1991
Honorably Released
April 1991


“Honorably Released,” Ensign, Apr. 1991, 20

Honorably Released

Sister Miranda had learned well life’s most important lesson. She was prepared to move on.

I recall receiving a telephone call from a mission president in Chile. He informed me of the passing of a young returned lady missionary whom my wife and I had visited in the hospital just two weeks earlier. As I heard the news, I reflected on our visit with her.

Sister Marisol Miranda, a member of a Latter-day Saint family, had wanted to serve a mission. She was active and vivacious and healthy. When she turned twenty-one, she was thrilled to receive a mission call. She served faithfully, bearing her testimony and teaching the truth with sweetness, yet firmness. The power of heaven was with her. Several souls were brought to repentance and baptism as a result of her labors. Her testimony of the Savior and his atoning sacrifice became very strong. She thought about him often and expressed with tears her love for him.

Near the end of her mission, Sister Miranda felt very tired at times. Some days she had a difficult time doing her work. Her mission president suggested that she see a doctor, but she postponed the visit, thinking her illness was not serious. Her mission president later suggested that she be released a little early so she could go home to see her doctor. She pleaded to be permitted to finish the final month of her mission, and the president granted her request. She felt better the last month and worked extra hard. During that time, she helped two more families accept the gospel.

After she returned home, she received a letter from her mission president commending her efforts and extending to her an honorable release. How she treasured that letter and her mission!

She attended school, but after about one year, when the spells of fatigue returned, she went to a doctor. Within a few days the worst was confirmed: she had a very serious form of blood cancer. Her doctor put her in the best hospital, where everything medically possible was done to help her.

When we visited her in the hospital, she was pathetically thin. The phrase “skin and bones” had almost literal meaning. Yet I have never felt a more buoyant spirit. Her smile was as radiant as any I have seen. She glowed with goodness and kindness and gratitude. She felt assured that the Savior knew her and was aware of her affliction. She was certain that his will would be done and that she would feel good about it.

She asked me for a priesthood blessing and received the greatest blessing that could come to her: a sure knowledge that her Heavenly Father was pleased with her attitude and her life. Over and over she expressed appreciation for our visit and for her parents, her mission, her mission president, and all who had helped her. Never did she complain. We left feeling very subdued after being in the presence of true greatness. The Spirit of God—the pure spirit of love—was so intense that I was almost weak with wonder. “Why can’t we all be more that way?” I asked myself.

The day after we visited her, her doctor sent her home because he could do no more for her in the hospital. How she enjoyed those last two weeks with her family!

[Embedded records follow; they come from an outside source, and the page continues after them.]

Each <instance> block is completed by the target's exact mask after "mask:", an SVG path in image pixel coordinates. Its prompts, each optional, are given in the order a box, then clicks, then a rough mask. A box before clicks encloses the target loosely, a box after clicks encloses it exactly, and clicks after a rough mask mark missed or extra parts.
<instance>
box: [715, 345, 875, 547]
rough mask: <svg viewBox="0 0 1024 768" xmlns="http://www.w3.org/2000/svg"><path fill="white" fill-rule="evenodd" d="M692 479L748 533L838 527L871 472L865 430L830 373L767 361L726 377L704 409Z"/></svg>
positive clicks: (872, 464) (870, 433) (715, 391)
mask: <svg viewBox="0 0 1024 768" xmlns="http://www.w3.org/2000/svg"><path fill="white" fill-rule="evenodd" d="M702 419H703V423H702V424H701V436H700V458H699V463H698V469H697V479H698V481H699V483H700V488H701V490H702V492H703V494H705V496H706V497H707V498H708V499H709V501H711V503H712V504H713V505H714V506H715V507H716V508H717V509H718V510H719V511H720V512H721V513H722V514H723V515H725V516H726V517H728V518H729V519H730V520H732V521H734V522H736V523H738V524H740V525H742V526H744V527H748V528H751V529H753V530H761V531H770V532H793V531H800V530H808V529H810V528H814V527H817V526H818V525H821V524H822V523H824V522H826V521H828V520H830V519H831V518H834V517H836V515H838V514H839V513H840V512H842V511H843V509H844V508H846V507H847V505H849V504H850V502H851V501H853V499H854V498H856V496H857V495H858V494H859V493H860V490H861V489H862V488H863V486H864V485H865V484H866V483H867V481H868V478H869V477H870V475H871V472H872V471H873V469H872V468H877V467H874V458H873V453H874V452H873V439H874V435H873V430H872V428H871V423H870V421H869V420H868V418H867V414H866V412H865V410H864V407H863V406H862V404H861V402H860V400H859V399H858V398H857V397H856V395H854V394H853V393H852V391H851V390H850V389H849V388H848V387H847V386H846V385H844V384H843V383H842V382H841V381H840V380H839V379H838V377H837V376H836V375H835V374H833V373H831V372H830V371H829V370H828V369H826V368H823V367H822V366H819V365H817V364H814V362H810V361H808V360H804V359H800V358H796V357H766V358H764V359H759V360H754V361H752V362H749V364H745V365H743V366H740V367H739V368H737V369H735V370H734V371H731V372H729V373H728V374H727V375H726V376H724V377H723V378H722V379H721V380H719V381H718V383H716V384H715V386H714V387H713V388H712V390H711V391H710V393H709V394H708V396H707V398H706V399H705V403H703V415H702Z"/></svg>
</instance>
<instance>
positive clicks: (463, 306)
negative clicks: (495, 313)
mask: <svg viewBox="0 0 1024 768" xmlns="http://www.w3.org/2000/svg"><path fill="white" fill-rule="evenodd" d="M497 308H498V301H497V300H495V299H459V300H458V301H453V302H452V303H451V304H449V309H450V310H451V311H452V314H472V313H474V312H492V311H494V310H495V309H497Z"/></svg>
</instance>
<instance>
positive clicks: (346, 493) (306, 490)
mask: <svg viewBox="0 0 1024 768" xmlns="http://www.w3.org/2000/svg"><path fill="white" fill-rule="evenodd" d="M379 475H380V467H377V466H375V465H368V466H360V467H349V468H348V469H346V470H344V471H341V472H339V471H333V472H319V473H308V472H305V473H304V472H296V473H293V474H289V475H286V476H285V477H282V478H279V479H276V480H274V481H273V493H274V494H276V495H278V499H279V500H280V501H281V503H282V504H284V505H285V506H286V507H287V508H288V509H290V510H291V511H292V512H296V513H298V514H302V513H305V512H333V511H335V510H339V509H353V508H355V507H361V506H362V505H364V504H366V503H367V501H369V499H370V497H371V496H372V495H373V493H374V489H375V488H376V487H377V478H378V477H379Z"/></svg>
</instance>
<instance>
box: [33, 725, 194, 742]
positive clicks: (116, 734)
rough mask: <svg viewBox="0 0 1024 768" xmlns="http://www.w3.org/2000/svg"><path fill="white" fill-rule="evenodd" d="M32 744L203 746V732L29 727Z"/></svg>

How blessed they and all of her friends and neighbors were by being around her! As her body grew steadily weaker, her spirit grew steadily stronger.

One morning, Sister Miranda called her family to her bedside and expressed again her deep love and appreciation for them and for all they had done for her. She asked them to tell us how much she appreciated our visit. She asked them to tell the mission president how much she appreciated all he had done for her. She expressed love for the Savior and then asked, “Could you please bring me my letter of release from my mission?”

She had read it so much, she had almost memorized it. As she grew weaker, she had asked them to read it to her many times. They said, “Read it again? We’ve read it to you so many times that it’s almost worn out!”

She replied, “Would you please read it to me once more?”

She beamed as they did, and when they read, “You are hereby honorably released,” her countenance seemed to glow and radiate with light and love. Everyone felt it, and all were in tears. Her smile was so deep, so intense, so pure, so glorious that she seemed to be seeing something beautiful beyond compare. She took the letter, held it to her heart, and softly repeated the words, “You are hereby honorably released from your mission.” Then she closed her eyes and was gone.

Sister Miranda had learned well the most important lesson of this life: to live the gospel fully. She learned to love and serve others, teach and testify of the truth, live the truth, and endure faithfully without complaint to the end. In short, she learned to find Jesus and do his bidding, which is to love others and bring them to him. How beautifully she had done this. She had not only brought others to the path that leads to him but had also come unto him herself.

Finishing her mission had not been easy. But she had stayed and completed her calling. She did not complain when hardships came her way; instead of using her waning energy wondering and complaining, she used it to express gratitude and to serve the best she could by smiling and sending forth love, light, and appreciation.

All of us must learn and live the same principles that Sister Miranda learned and lived if we are to feel the joy she now feels. I urge all of us to keep the Lord’s commandments fully and at all costs. Nothing, absolutely nothing in this life, is worth the cost of not fully keeping the Lord’s commandments—not fatigue, not sickness, not personal convenience, not the honors (or scorn) of men, not the pressure of peers, and not the lure or lusts of worldly things.

May we all be blessed to see clearly what we must do, have a great desire to do it, and reach out and receive the Lord’s help to overcome anything that stands in the way of our keeping his commandments fully. I know he will bless us so to do.